RFR: 8061254: SPECjvm2008-XML performance regressions in 9-b33

Wed May 13 13:06:07 UTC 2015

I shouldn't have said better. :-)

Running against versions of hashCode using value.length > 0 and h != 0
respectively show results that are within the error range of each other. 
It's
hard to quantify the cost of one extra branch in the slow path, I guess.

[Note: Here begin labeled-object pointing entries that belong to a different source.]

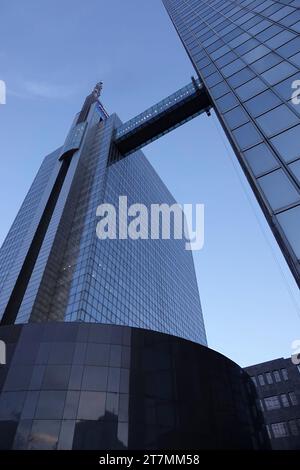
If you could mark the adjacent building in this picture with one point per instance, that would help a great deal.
(278, 386)
(247, 53)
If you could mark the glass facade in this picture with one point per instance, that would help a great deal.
(77, 277)
(247, 54)
(105, 387)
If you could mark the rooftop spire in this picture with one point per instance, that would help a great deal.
(97, 89)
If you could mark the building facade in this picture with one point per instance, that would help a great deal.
(71, 275)
(87, 386)
(106, 347)
(278, 386)
(247, 53)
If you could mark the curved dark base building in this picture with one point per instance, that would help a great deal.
(104, 387)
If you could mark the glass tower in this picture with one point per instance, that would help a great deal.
(247, 53)
(53, 267)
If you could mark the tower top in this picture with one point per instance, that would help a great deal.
(97, 89)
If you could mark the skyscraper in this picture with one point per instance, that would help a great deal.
(54, 268)
(106, 347)
(247, 53)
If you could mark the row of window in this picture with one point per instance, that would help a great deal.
(276, 402)
(284, 429)
(270, 377)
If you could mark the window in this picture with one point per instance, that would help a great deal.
(260, 159)
(269, 377)
(261, 379)
(266, 62)
(293, 428)
(219, 90)
(295, 167)
(277, 120)
(272, 403)
(247, 46)
(241, 77)
(268, 431)
(277, 198)
(279, 72)
(255, 54)
(293, 398)
(227, 102)
(251, 88)
(232, 68)
(287, 144)
(236, 117)
(254, 380)
(280, 39)
(290, 48)
(279, 430)
(262, 103)
(247, 135)
(269, 33)
(290, 222)
(285, 88)
(284, 400)
(276, 376)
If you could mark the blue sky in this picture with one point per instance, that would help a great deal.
(52, 53)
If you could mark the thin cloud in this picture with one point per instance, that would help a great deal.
(46, 90)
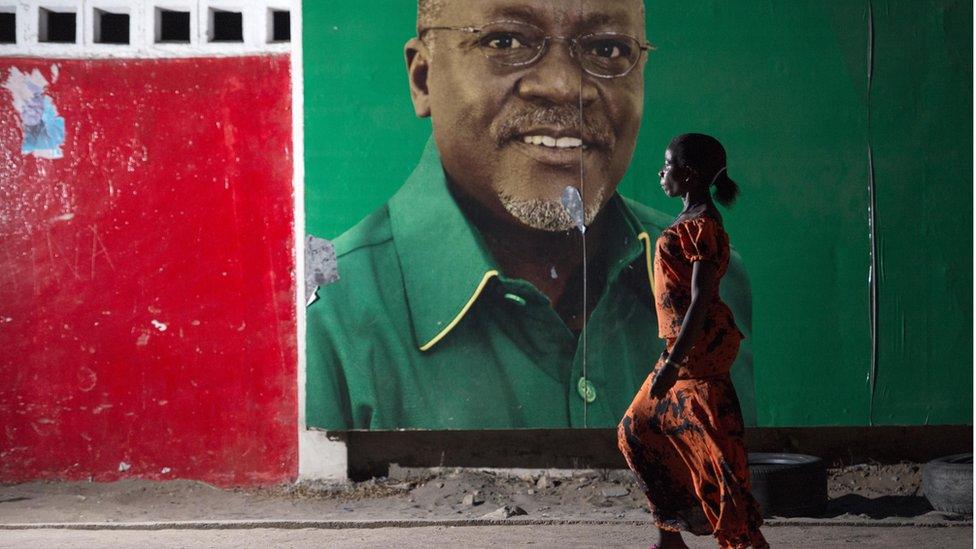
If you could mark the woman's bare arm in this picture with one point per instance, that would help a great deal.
(702, 286)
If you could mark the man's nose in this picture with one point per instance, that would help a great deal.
(557, 78)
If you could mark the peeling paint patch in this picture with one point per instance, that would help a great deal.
(43, 129)
(321, 267)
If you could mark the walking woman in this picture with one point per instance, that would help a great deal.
(682, 435)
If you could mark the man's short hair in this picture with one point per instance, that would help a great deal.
(427, 12)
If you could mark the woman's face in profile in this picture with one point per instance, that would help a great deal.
(674, 179)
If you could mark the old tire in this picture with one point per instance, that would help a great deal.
(947, 483)
(788, 485)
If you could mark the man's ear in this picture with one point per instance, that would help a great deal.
(418, 67)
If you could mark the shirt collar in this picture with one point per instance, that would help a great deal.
(444, 261)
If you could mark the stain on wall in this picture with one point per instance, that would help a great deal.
(147, 286)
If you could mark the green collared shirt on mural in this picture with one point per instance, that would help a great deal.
(422, 331)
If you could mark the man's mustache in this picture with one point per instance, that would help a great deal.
(595, 130)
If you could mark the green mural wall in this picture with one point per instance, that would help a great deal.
(834, 114)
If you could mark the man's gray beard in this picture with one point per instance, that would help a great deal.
(545, 214)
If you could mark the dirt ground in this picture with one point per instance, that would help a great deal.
(864, 493)
(491, 537)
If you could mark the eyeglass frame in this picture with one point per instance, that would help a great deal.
(574, 42)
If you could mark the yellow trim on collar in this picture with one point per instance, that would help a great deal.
(646, 239)
(464, 310)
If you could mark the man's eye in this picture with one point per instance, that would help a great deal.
(609, 49)
(504, 41)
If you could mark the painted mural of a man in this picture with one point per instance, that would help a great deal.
(462, 302)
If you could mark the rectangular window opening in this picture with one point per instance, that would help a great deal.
(226, 26)
(280, 26)
(173, 26)
(111, 28)
(57, 26)
(8, 27)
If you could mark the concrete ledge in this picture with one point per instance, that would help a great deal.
(370, 524)
(370, 453)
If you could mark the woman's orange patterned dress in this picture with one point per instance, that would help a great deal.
(686, 448)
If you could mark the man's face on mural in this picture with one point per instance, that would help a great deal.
(511, 137)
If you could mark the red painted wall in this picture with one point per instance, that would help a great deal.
(156, 327)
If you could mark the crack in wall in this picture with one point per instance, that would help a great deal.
(872, 222)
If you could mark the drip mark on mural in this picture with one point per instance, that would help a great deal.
(43, 129)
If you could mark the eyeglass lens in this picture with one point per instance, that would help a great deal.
(513, 44)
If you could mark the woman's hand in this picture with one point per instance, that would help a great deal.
(664, 378)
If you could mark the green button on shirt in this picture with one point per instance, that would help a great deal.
(422, 331)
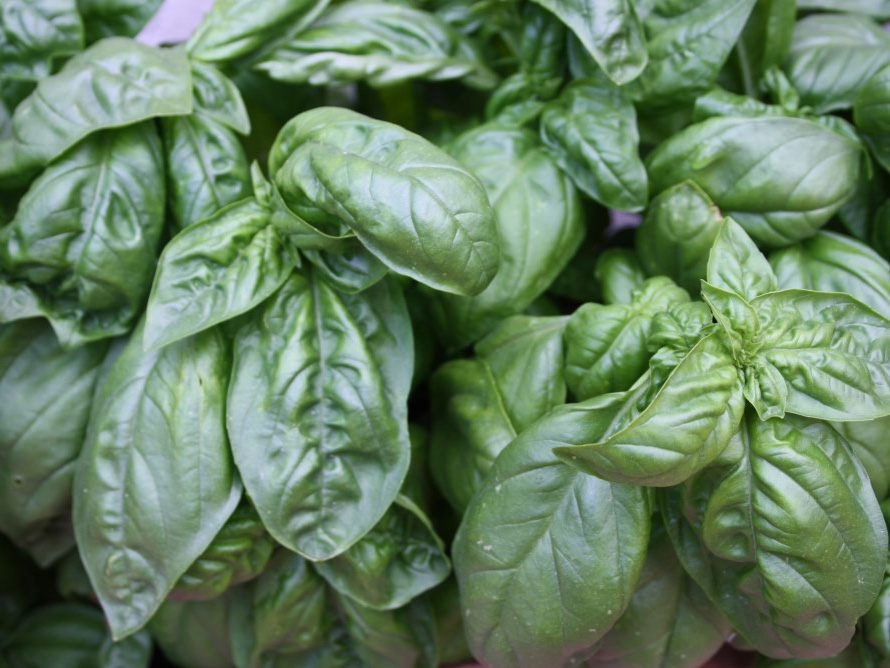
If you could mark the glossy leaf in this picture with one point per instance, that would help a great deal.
(871, 112)
(868, 441)
(234, 28)
(669, 623)
(832, 351)
(677, 233)
(317, 414)
(831, 262)
(238, 553)
(665, 440)
(398, 560)
(539, 225)
(606, 346)
(480, 405)
(45, 397)
(81, 248)
(215, 270)
(546, 557)
(107, 18)
(34, 34)
(785, 536)
(155, 482)
(381, 43)
(832, 56)
(592, 132)
(780, 178)
(610, 31)
(688, 43)
(735, 264)
(433, 223)
(63, 109)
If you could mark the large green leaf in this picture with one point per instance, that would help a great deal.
(45, 397)
(832, 351)
(426, 215)
(831, 262)
(155, 481)
(525, 188)
(381, 43)
(234, 28)
(677, 233)
(606, 345)
(688, 43)
(95, 90)
(591, 130)
(399, 559)
(871, 112)
(669, 623)
(547, 557)
(780, 178)
(81, 248)
(238, 553)
(107, 18)
(832, 56)
(610, 31)
(215, 270)
(317, 411)
(36, 33)
(785, 536)
(479, 405)
(663, 441)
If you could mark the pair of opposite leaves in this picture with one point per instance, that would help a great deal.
(544, 581)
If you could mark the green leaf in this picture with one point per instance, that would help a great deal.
(155, 481)
(207, 168)
(546, 557)
(94, 91)
(107, 18)
(832, 56)
(831, 262)
(669, 623)
(195, 633)
(217, 97)
(81, 248)
(871, 112)
(428, 218)
(606, 346)
(688, 43)
(784, 535)
(879, 9)
(399, 559)
(868, 441)
(662, 441)
(381, 43)
(735, 264)
(238, 553)
(677, 233)
(45, 397)
(832, 351)
(215, 270)
(479, 405)
(780, 178)
(591, 130)
(34, 34)
(317, 412)
(610, 31)
(525, 187)
(234, 28)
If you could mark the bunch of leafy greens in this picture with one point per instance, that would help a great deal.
(318, 348)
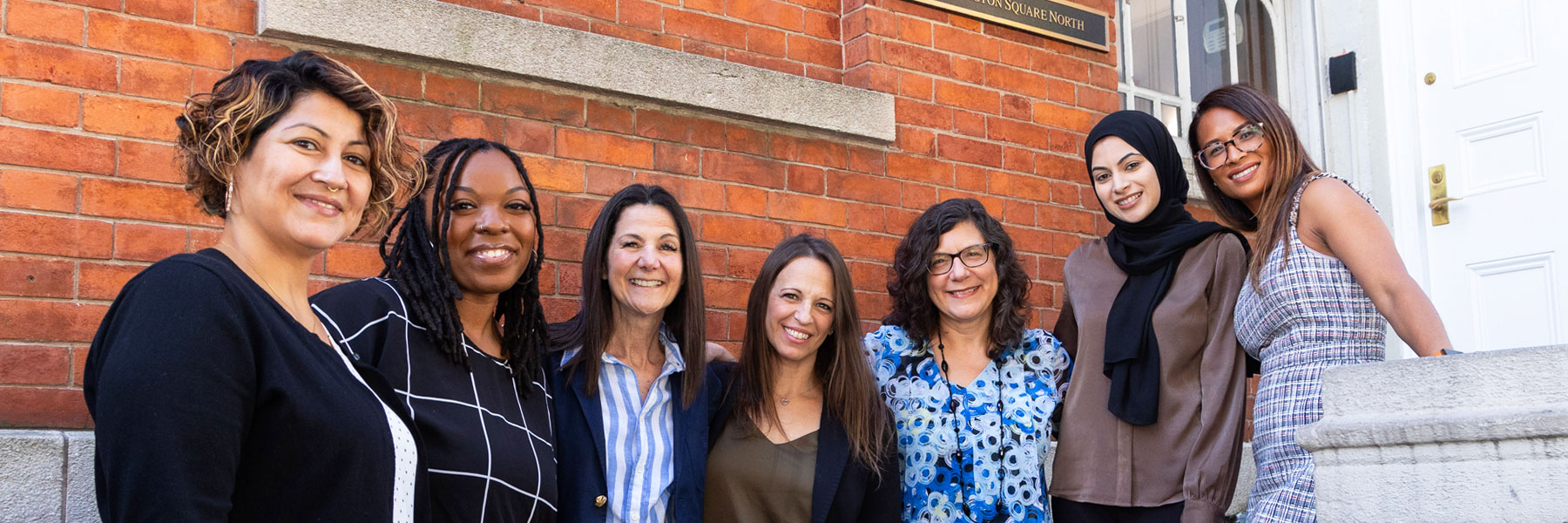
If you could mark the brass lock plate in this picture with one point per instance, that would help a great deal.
(1438, 184)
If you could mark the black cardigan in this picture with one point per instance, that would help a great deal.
(212, 404)
(844, 491)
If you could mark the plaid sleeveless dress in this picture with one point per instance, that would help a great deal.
(1305, 315)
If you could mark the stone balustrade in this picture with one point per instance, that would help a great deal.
(1476, 437)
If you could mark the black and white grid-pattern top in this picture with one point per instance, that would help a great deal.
(490, 452)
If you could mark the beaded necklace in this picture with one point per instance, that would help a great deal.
(952, 405)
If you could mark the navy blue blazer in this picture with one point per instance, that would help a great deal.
(842, 491)
(580, 467)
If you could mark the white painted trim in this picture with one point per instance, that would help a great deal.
(1407, 206)
(452, 33)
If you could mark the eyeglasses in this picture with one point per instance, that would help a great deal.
(1246, 140)
(971, 256)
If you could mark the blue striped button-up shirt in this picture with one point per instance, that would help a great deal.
(639, 437)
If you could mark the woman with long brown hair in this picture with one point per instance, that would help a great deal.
(631, 387)
(807, 437)
(1324, 278)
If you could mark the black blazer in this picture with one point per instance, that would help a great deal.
(844, 489)
(212, 404)
(580, 467)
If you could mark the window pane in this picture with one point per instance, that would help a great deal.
(1152, 46)
(1254, 46)
(1207, 51)
(1170, 115)
(1145, 105)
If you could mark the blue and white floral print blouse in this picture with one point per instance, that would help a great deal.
(993, 454)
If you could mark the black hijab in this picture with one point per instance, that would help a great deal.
(1148, 253)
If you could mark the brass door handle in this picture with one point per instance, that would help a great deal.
(1442, 201)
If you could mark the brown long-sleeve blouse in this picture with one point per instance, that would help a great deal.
(1192, 452)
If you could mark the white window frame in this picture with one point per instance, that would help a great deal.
(1184, 98)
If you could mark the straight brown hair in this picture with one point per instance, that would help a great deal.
(686, 316)
(1289, 168)
(848, 391)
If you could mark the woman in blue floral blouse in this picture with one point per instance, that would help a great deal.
(971, 388)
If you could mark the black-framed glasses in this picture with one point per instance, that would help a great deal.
(1246, 140)
(971, 256)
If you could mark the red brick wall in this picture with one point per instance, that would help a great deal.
(90, 194)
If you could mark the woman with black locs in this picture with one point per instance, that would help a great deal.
(456, 327)
(1148, 315)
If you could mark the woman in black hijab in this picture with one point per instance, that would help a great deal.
(1152, 421)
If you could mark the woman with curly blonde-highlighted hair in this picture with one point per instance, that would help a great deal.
(215, 390)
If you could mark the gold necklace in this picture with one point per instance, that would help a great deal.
(317, 329)
(784, 401)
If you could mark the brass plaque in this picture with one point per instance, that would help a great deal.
(1048, 17)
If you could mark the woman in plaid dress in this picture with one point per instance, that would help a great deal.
(1321, 294)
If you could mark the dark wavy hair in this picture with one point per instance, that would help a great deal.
(848, 391)
(911, 305)
(686, 317)
(419, 264)
(1291, 166)
(220, 127)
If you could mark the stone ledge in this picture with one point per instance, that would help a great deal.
(1477, 380)
(47, 476)
(436, 31)
(1470, 425)
(1477, 437)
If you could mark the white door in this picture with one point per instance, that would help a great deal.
(1497, 117)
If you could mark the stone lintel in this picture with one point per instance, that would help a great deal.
(472, 38)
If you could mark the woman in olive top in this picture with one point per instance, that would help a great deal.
(1152, 421)
(807, 437)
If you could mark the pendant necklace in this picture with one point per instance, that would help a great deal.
(784, 401)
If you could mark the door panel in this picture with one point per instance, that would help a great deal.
(1495, 117)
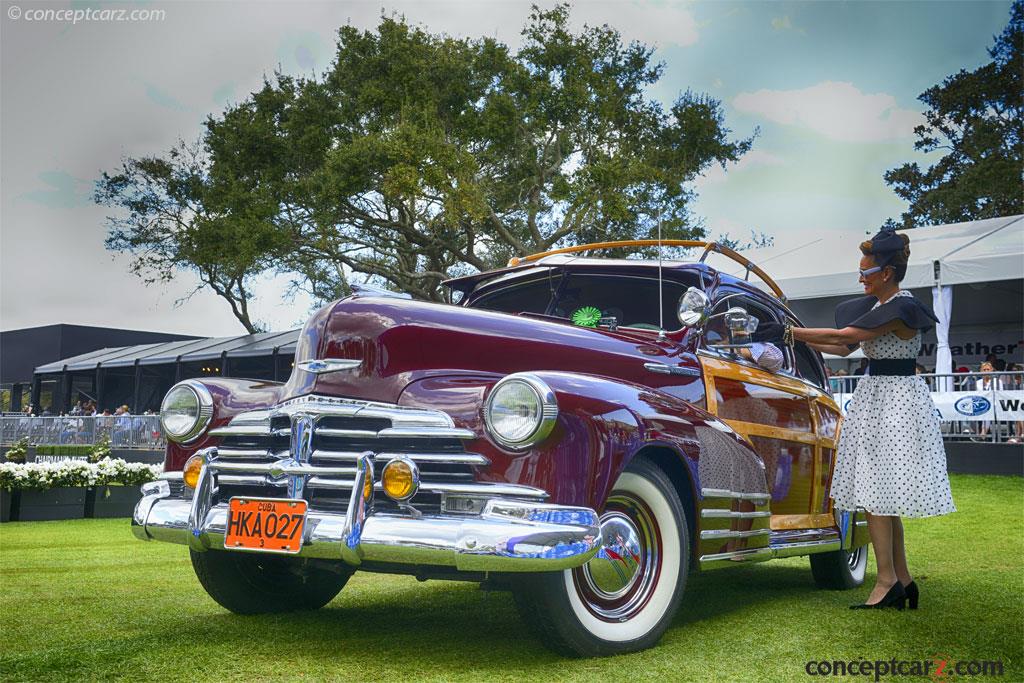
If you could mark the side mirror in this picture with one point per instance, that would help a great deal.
(693, 308)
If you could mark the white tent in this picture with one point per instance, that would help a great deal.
(820, 270)
(826, 265)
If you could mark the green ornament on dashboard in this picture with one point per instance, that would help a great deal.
(588, 316)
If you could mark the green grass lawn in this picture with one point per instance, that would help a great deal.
(84, 600)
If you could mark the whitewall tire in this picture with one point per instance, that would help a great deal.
(625, 598)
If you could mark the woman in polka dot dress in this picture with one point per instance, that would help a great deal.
(891, 461)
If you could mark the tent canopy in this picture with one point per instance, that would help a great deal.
(981, 251)
(185, 351)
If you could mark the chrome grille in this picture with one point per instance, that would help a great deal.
(257, 456)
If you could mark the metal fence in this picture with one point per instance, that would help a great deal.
(124, 431)
(1001, 428)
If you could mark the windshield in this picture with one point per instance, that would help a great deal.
(587, 298)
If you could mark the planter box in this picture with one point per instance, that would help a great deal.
(64, 503)
(104, 502)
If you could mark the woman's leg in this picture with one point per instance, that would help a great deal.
(899, 553)
(881, 528)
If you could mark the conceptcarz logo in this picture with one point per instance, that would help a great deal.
(971, 406)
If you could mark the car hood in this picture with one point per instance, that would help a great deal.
(399, 341)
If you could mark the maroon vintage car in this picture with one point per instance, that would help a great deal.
(584, 432)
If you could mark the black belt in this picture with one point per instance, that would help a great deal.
(899, 367)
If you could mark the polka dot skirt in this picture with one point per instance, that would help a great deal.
(891, 460)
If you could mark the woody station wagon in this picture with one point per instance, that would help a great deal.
(583, 432)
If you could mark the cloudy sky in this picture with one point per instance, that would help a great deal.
(832, 85)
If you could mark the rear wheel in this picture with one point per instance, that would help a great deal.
(252, 584)
(840, 569)
(624, 599)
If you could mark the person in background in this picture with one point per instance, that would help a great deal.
(1015, 382)
(987, 383)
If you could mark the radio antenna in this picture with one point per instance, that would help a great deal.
(660, 303)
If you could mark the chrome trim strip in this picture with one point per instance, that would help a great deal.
(281, 468)
(507, 536)
(807, 548)
(725, 493)
(426, 432)
(420, 458)
(322, 366)
(749, 552)
(730, 534)
(249, 453)
(249, 480)
(346, 433)
(242, 430)
(732, 514)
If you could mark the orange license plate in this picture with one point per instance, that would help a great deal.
(267, 524)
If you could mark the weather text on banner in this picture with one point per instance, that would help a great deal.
(1010, 404)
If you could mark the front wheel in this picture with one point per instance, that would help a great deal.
(623, 599)
(253, 584)
(840, 569)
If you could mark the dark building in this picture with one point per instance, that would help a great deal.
(24, 350)
(139, 375)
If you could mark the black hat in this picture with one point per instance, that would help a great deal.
(886, 245)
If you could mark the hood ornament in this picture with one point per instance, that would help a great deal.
(322, 366)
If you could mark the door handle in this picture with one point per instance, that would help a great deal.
(663, 369)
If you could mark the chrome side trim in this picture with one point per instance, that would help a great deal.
(322, 366)
(346, 433)
(250, 480)
(420, 458)
(249, 453)
(807, 548)
(733, 514)
(281, 468)
(724, 493)
(753, 553)
(507, 536)
(242, 430)
(730, 534)
(426, 432)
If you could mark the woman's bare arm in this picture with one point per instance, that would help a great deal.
(835, 349)
(845, 336)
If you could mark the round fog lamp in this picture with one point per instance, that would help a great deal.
(400, 478)
(368, 484)
(190, 472)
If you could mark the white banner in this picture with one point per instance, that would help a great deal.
(1010, 404)
(964, 406)
(968, 406)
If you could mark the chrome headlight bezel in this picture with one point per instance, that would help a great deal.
(547, 413)
(204, 401)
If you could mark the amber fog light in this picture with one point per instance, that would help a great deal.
(400, 478)
(190, 472)
(368, 484)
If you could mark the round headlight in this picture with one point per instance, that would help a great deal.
(186, 411)
(520, 411)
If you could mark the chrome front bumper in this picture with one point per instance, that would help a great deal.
(507, 536)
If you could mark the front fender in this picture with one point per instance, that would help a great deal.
(602, 424)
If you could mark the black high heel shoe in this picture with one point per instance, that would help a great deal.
(911, 594)
(894, 598)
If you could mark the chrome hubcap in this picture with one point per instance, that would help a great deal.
(619, 581)
(616, 566)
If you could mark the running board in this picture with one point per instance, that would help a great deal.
(785, 543)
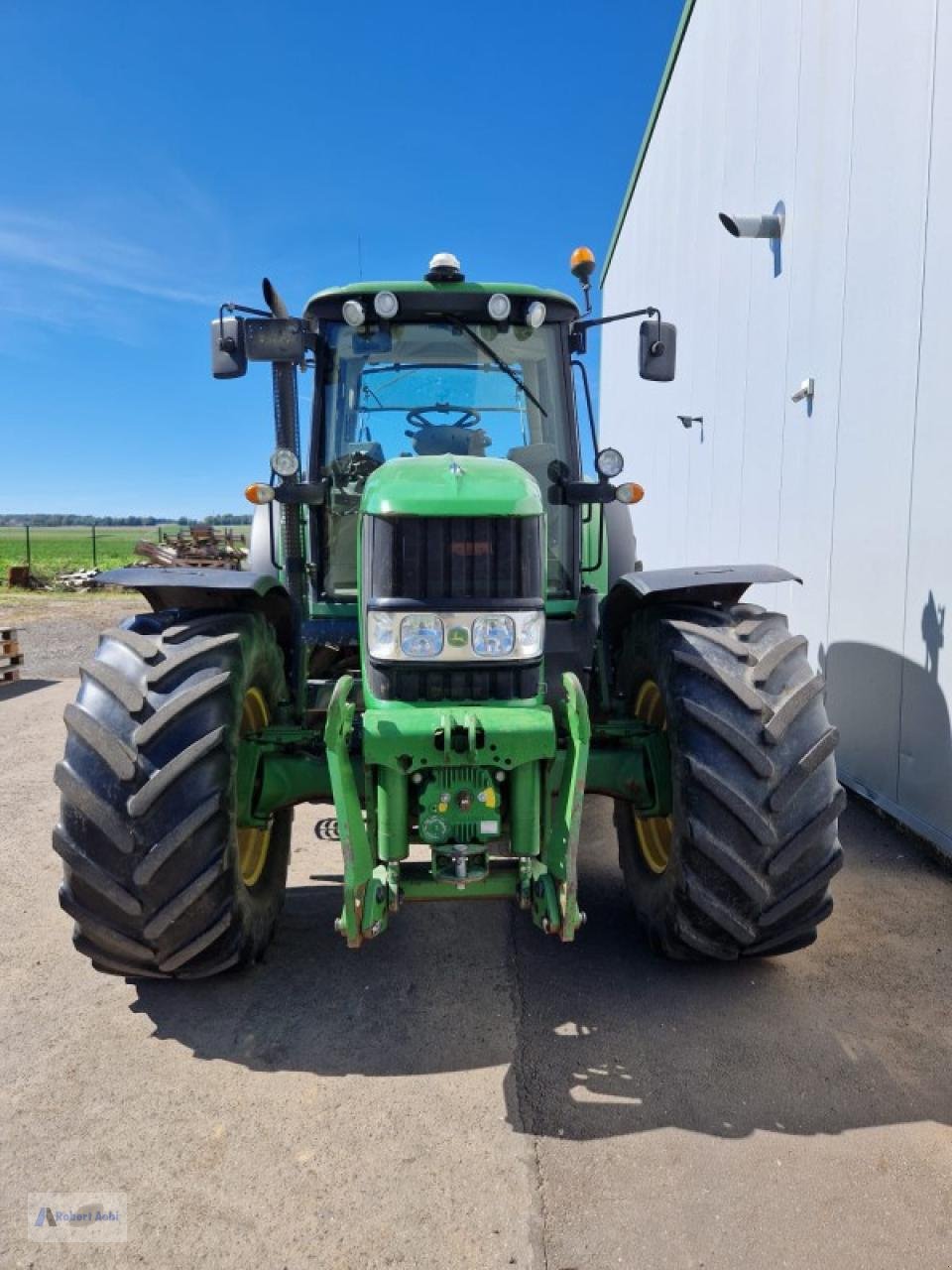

Checking value.length will only avoid the store for the empty string,
but not for other strings with hash==0. For the empty string, we might
do one extra compare compare/branch every time we call hashCode,

The value.length > 0 check does issue an additional getfield op code for
the slow path, avoiding this can be slightly beneficial in some scenarios
(even though it shouldn't matter much in the final asm).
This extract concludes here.